Warum digitale Ökosysteme?
Im Artikel Digitalisierung habe ich die Digitalen Ökosysteme als Stufe 4 des Prozesses kurz vorgestellt. In diesem Artikel möchte ich näher darauf eingehen, wie ein digitales Ökosystem gebaut werden kann. Doch zuerst und ohne Umschweife:
Digitale Ökosysteme sind komplex.
Daher sind vor allem 2 Dinge wichtig, bevor man die Entscheidung trifft, ein solches Ökosystem aufzubauen:
- Man sollte einen guten Grund dafür haben, bei dem der Nutzen eines digitalen Ökosystems den Aufwand übersteigt
- Man sollte Maßnahmen treffen um die Komplexität beherrschbar zu machen
In folgenden Szenarien bringen digitale Ökosysteme einen größeren Nutzen als die vorherigen Stufen der Digitalisierung:
- Digitale Ökosysteme können sehr gut skalieren. Sie sind daher für Einsatzgebiete mit stark wechselnder Last oder Hochlast gut geeignet.
- Kern von Digitalen Ökosysteme ist die Integration: Daher sind sie sehr gut geeignet, wenn viele unterschiedliche Rollen und Akteure (Kunden, Mitarbeiter, Partnerunternehmen, etc.) mit einem System arbeiten oder wechselwirken sollen.
- Digitale Ökosysteme sind sehr flexibel: In agilen Umfeldern in denen häufig neue Geschäftsfunktionen oder Produkte entstehen oder wegfallen, spielen Digitale Ökosysteme ihre Vorteile aus.
Der Preis für ein digitales Ökosystem ist seine höhere Komplexität und aufwändigere Verwaltung im Vergleich zu Systemen auf einer niedrigeren Stufe der Digitalisierung. Das bedeutet im Umkehrschluss: Für eine Anwendungslandschaft mit geringer oder weitgehend statischer Last, die sich nicht mit externen Systemen integrieren muss, und deren Funktionsumfang ausgereift ist, gibt es keinen Grund, sie in ein digitales Ökosystem zu transformieren. In einem solchen Szenario würden lediglich die Kosten nach oben schnellen, die aus der höheren Komplexität und dem größeren Verwaltungsaufwand resultieren.

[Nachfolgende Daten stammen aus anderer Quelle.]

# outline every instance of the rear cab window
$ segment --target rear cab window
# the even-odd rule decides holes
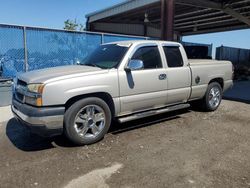
[[[179,46],[163,46],[168,67],[183,67],[183,58]]]
[[[144,69],[162,68],[158,46],[143,46],[138,48],[131,59],[142,60]]]

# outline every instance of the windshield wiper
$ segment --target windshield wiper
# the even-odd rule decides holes
[[[90,66],[90,67],[97,67],[97,65],[93,64],[93,63],[86,63],[86,64],[81,64],[81,65],[86,65],[86,66]]]
[[[102,66],[94,64],[94,63],[86,63],[86,64],[81,64],[81,65],[86,65],[86,66],[98,67],[98,68],[101,68],[101,69],[105,69],[105,67],[102,67]]]

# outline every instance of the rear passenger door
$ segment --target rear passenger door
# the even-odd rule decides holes
[[[158,45],[137,47],[129,59],[142,60],[144,68],[119,71],[121,115],[163,106],[167,80]]]
[[[191,72],[183,60],[185,53],[178,44],[163,45],[163,51],[167,62],[167,103],[177,104],[186,102],[191,92]]]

Die drei genannten Faktoren Skalierung, Integration und Flexibilität lassen sich für eine erste Auswahl auf die beiden Faktoren Skalierung und Integration reduzieren. Denn wenn ein System gut skaliert und sich einfach integriert, dann ist es meistens auch flexibel. Folglich kann man die existierenden Anwendungen in einem Unternehmen auf einem 2-dimensionalen Graphen darstellen und danach ihre Eignung für ein digitales Ökosystem bewerten:

Der Entscheidungsquadrant unterscheidet folgende Arten von Anwendungen:
- Sichere Kandidaten: Diese Gruppe von Anwendungen hat hohe Anforderungen an Skalierungsfähigkeit und Integrationsfähigkeit. Daher ist es sicher sinnvoll, an dieser Stelle ein digitales Ökosystem zu bauen.
- Gute Kandidaten: Diese Gruppe von Anwendungen hat hohe Anforderungen an die Integrationsfähigkeit, aber nicht an die Skalierungsfähigkeit. Ich würde sie dennoch in einem digitalen Ökosystem realisieren, weil der Kern eines solchen Systems die Integration ist.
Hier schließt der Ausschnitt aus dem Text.